Friday, July 15th, 2011 | posted by mike
The dog days of summer are upon us. It’s hot as heck and not all of us want to slave over a hot stove or grill. Quick, easy, healthful and tasty seafood salads are just perfect this time of year. And luckily, we have all the great seafood and fish on hand to put together a refreshing, simple dish that will be an ideal accompaniment to a glass of wine and a relaxing, sultry summer night.
It can be as easy as flaking some smoked fish over mixed greens with a simple vinaigrette. Poached salmon tossed with a little sour cream, yogurt, dijon mustard, lemon, chopped cucumber and fresh dill is perfect summertime fare.
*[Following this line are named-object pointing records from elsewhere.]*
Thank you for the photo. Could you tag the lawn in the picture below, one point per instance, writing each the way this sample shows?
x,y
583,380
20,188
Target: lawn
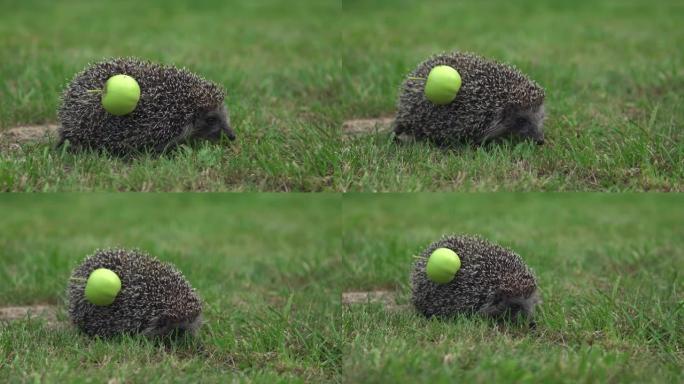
x,y
613,76
609,268
279,62
264,265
Try some boiled shrimp, lobster meat, or crabmeat and just add a touch of mayo, lemon, chopped celery and onion, maybe a little fresh tarragon and a dash of Tabasco, serve on a bed of lettuce or on a roll. Blacken a fillet of bluefish and serve it over a Caesar salad. Squid or octopus salads are always a hit. Simply boil (squid for 2 min.-octopus for 45 min.), cool, make a light oregano vinaigrette and serve with tomatoes and onions. Creating a great vinaigrette is a cinch. All you need is extra virgin olive oil and a good vinegar.
Some of the essentials in our pantry are Thai sweet chili sauce, sriracha sauce, Thai roasted chili paste, Thai red curry paste, Thai fish sauce (nuoc mam), ponzu (a citrus, soy, bonito sauce), Kikkoman ponzu is available at Monahan’s, pickled and fresh ginger, mango chutney, dijon mustard, Tiger sauce and Lizano sauce (from Costa Rica). We use fresh fruits, lemons, oranges, mangos and lots of limes in many vinaigrettes. Curry powder, cumin powder and a good assortment of dried herbs (we buy fresh herbs and chiles as needed). You can go for the sweet and spicy or the tart and tangy. For seafood salads I usually use white or rice wine vinegar.
From there you can get as wild and crazy as you want. Just experiment and have fun with it! If you still don’t feel like cooking, we usually have a few seafood salads ready to take home at the market.